Talk:Nonlinear regression
Statistics Start‑class Top‑importance | ||||||||||
|
This article is substantially duplicated by a piece in an external publication. Since the external publication copied Wikipedia rather than the reverse, please do not flag this article as a copyright violation of the following source:
|
Questions
I'm moving some questions from the article page to the talk page.
- --is there a rigorous theory of when analytic solutions are possible?
- --are there some models that have no analytic solutions, but have iterative solutions that are guarenteed to converge to the global optimal?
These can be addressed in the article text at some point. Wile E. Heresiarch 15:15, 13 Oct 2004 (UTC)

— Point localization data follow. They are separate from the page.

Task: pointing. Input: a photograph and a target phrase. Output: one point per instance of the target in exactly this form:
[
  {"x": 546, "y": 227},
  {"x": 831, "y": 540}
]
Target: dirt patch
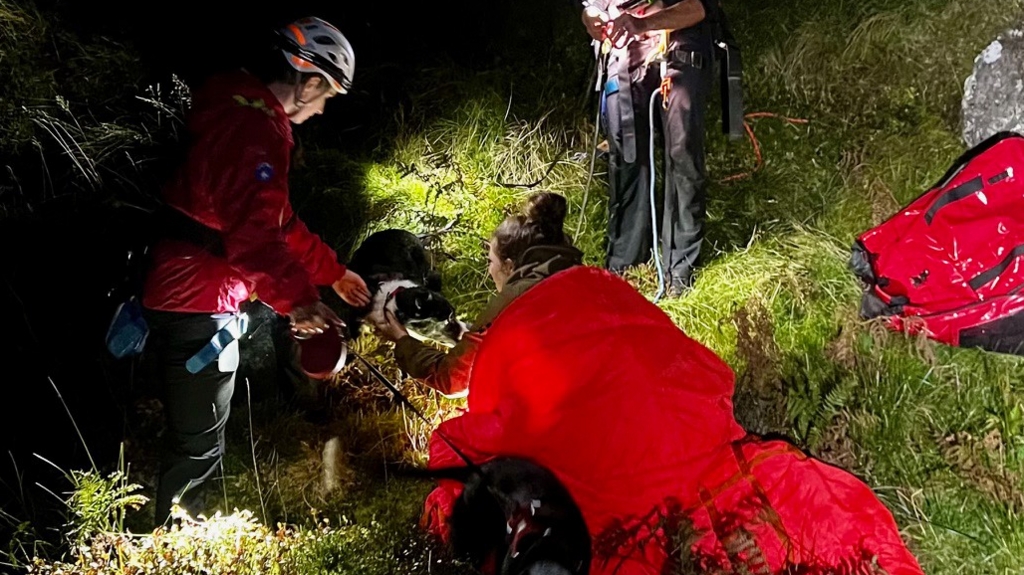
[
  {"x": 760, "y": 399},
  {"x": 843, "y": 350},
  {"x": 837, "y": 447},
  {"x": 981, "y": 460}
]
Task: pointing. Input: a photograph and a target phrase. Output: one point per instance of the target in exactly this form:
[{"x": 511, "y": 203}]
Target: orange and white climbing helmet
[{"x": 314, "y": 46}]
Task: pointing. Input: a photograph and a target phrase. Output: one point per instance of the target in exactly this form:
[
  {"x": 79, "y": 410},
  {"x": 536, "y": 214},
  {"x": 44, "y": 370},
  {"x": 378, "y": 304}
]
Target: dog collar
[{"x": 392, "y": 295}]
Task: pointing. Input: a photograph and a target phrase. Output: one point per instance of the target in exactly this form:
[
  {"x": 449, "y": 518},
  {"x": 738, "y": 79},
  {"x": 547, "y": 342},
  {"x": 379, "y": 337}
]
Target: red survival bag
[{"x": 949, "y": 265}]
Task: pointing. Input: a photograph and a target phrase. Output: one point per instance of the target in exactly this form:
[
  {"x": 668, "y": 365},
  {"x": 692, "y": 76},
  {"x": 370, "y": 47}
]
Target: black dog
[
  {"x": 515, "y": 518},
  {"x": 400, "y": 279}
]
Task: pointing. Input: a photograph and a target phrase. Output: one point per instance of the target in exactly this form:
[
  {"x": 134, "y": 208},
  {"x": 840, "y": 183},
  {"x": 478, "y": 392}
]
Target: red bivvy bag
[{"x": 949, "y": 265}]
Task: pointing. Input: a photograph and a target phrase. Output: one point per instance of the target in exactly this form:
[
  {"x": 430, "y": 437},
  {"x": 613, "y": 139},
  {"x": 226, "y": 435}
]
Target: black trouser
[
  {"x": 197, "y": 405},
  {"x": 684, "y": 204}
]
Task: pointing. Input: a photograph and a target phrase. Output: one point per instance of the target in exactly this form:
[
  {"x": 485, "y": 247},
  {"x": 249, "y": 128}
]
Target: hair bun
[{"x": 547, "y": 211}]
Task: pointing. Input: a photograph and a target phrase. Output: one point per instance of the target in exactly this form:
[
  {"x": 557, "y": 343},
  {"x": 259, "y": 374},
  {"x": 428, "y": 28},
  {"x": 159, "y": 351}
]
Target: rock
[{"x": 993, "y": 95}]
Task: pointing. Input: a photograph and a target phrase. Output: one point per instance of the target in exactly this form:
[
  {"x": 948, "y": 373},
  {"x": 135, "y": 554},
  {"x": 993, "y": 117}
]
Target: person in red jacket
[
  {"x": 583, "y": 376},
  {"x": 229, "y": 232}
]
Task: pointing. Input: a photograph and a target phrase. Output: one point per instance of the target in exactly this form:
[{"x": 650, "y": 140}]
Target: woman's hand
[
  {"x": 595, "y": 20},
  {"x": 626, "y": 28},
  {"x": 312, "y": 319},
  {"x": 352, "y": 290},
  {"x": 391, "y": 328}
]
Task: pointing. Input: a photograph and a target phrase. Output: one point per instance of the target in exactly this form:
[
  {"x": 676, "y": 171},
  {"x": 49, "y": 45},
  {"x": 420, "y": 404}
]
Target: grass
[{"x": 937, "y": 432}]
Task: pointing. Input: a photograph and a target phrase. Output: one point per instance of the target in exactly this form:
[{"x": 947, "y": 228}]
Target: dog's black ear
[{"x": 433, "y": 280}]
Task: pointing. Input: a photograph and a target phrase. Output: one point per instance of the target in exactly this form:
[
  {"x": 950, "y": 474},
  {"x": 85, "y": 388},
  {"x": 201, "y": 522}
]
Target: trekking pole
[{"x": 404, "y": 400}]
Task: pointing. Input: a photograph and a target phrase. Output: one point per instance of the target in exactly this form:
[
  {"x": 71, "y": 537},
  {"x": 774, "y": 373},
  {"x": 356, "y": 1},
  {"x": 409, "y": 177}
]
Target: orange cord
[{"x": 759, "y": 158}]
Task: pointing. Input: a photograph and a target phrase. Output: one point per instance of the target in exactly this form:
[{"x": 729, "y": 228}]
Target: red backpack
[{"x": 949, "y": 265}]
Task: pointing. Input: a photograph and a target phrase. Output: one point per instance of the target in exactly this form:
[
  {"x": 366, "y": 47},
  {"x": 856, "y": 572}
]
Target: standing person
[
  {"x": 229, "y": 231},
  {"x": 633, "y": 77}
]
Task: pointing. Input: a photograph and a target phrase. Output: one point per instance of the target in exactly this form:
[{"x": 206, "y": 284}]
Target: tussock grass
[{"x": 937, "y": 432}]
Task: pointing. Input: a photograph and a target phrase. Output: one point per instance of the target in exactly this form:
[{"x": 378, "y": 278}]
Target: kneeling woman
[
  {"x": 583, "y": 376},
  {"x": 524, "y": 251}
]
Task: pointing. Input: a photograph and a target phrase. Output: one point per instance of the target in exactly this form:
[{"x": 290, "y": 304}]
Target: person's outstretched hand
[{"x": 352, "y": 290}]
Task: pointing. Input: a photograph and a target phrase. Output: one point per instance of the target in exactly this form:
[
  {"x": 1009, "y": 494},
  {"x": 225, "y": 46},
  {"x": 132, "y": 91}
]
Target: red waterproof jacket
[
  {"x": 235, "y": 180},
  {"x": 585, "y": 377}
]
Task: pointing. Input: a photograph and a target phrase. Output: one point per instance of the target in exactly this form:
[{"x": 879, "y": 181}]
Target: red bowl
[{"x": 322, "y": 356}]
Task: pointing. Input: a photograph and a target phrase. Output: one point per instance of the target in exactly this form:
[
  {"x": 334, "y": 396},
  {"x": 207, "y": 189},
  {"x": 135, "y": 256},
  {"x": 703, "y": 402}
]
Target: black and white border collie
[{"x": 396, "y": 268}]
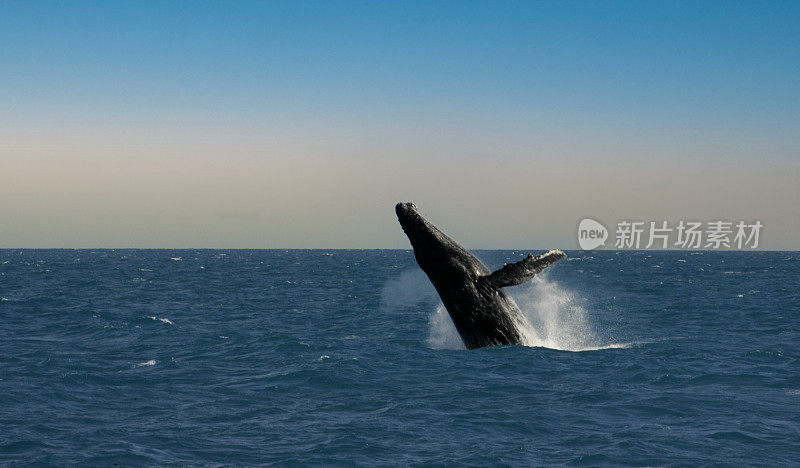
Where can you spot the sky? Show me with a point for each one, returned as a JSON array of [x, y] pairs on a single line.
[[300, 124]]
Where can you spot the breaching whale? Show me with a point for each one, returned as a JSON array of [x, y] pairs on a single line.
[[472, 294]]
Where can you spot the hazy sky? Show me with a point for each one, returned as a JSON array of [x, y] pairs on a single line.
[[301, 124]]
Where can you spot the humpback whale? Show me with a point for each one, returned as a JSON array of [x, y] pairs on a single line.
[[472, 294]]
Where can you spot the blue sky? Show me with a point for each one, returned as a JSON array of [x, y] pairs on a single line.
[[374, 101]]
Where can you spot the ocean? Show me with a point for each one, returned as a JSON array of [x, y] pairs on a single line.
[[343, 357]]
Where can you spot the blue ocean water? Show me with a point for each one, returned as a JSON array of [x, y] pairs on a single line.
[[212, 357]]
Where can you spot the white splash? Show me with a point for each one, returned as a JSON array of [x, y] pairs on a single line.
[[552, 318], [442, 333]]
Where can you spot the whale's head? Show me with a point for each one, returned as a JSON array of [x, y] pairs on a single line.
[[434, 250]]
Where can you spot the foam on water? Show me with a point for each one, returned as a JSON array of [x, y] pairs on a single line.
[[552, 315]]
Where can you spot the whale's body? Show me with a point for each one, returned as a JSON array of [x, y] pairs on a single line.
[[472, 294]]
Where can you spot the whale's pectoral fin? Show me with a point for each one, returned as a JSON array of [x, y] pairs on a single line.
[[513, 274]]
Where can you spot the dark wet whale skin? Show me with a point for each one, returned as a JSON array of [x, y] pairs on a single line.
[[481, 312]]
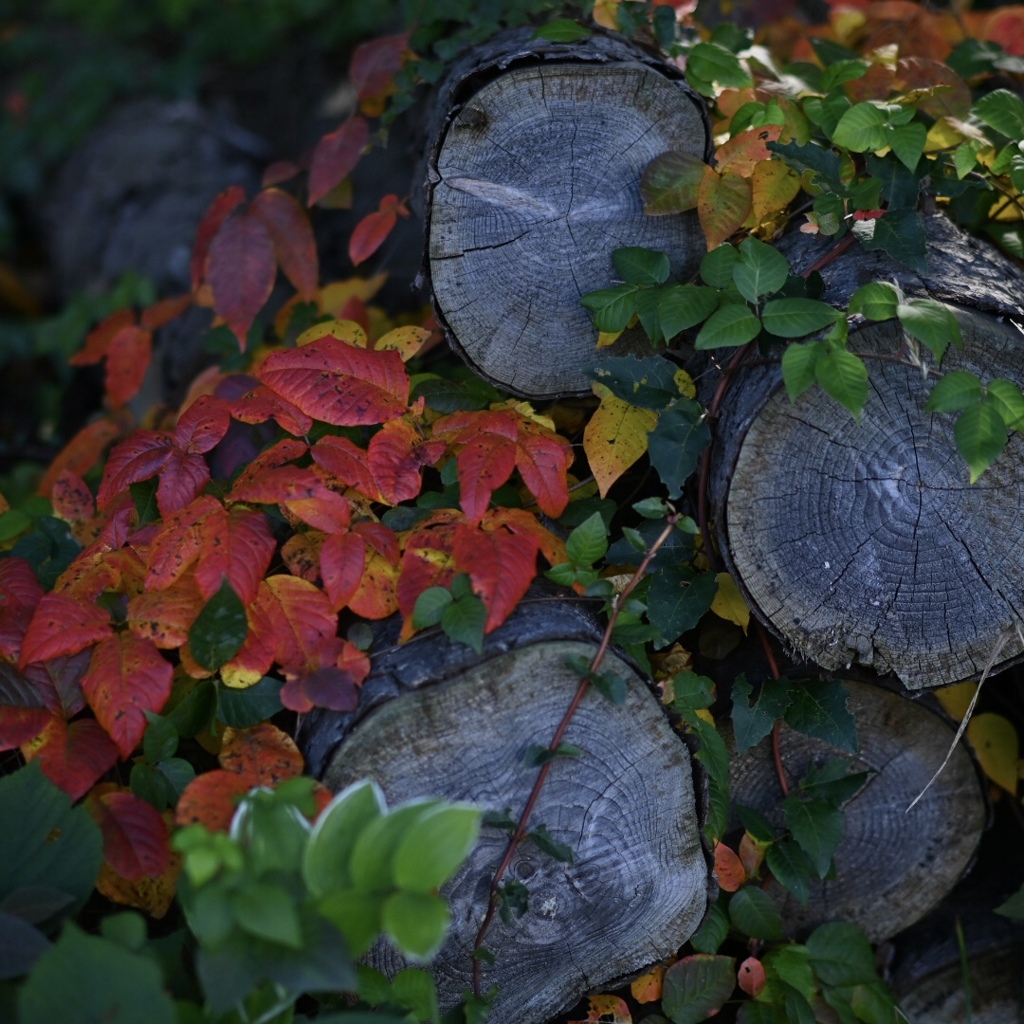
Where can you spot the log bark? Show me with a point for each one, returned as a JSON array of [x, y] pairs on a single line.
[[532, 181], [864, 543], [443, 722], [893, 864]]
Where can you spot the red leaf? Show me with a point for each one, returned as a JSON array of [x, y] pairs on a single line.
[[62, 626], [292, 237], [216, 213], [241, 269], [74, 755], [203, 424], [335, 156], [127, 677], [136, 842], [19, 594], [343, 558], [339, 383], [500, 565], [127, 363]]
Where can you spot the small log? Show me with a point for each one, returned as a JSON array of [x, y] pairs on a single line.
[[532, 181], [893, 864], [864, 543], [440, 721]]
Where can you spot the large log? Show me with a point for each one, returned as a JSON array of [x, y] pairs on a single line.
[[435, 719], [893, 863], [532, 181], [864, 543]]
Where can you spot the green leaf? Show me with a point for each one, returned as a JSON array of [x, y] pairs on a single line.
[[731, 325], [818, 710], [754, 913], [682, 306], [670, 182], [220, 629], [931, 323], [844, 376], [980, 435], [434, 847], [799, 364], [611, 308], [84, 978], [418, 924], [696, 987], [877, 301], [1003, 111], [563, 30], [677, 442], [797, 317], [957, 389], [861, 128], [760, 270], [326, 861], [637, 265], [751, 723], [817, 826]]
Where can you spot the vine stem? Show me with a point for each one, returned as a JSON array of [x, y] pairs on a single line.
[[520, 833]]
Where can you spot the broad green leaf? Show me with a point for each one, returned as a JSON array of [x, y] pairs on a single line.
[[931, 323], [1008, 399], [877, 301], [677, 442], [797, 317], [980, 435], [696, 987], [751, 723], [85, 978], [760, 270], [817, 826], [434, 847], [637, 265], [818, 709], [329, 850], [861, 128], [611, 308], [1003, 111], [670, 182], [754, 913], [682, 306], [957, 389], [798, 368], [417, 923], [731, 325], [219, 630]]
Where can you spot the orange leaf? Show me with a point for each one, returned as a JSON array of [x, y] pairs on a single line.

The clever graphic showing polynomial regression is inappropriate, since polynomial regression is a special case of linear regression, not nonlinear regression. A model is linear if the unknowns are a linear function of the knowns. In this case the Xs and Y are the knowns and the betas are the unknowns, so having powers of X in the predictors makes no difference. It is still linear. Blaise 10:19, 26 March 2006 (UTC)
- Good lord, what an unfortunate term then. It really shouldn't be called "linear" if it isn't simply meant to imply a linear relationship between x and y. If I hadn't chanced upon these Wikipedia articles, I'd continue to have no idea about these peculiar term usages, which I had thought I knew for 25 years. 207.189.230.42 (talk) 08:05, 25 May 2009 (UTC)
Some Problems with the Material added, on Monte Carlo
The use of Monte Carlo deserves consideration. However, as it seems to me, the material just added has several problems. In essence, this is kind of jumping the gun on full development of the article.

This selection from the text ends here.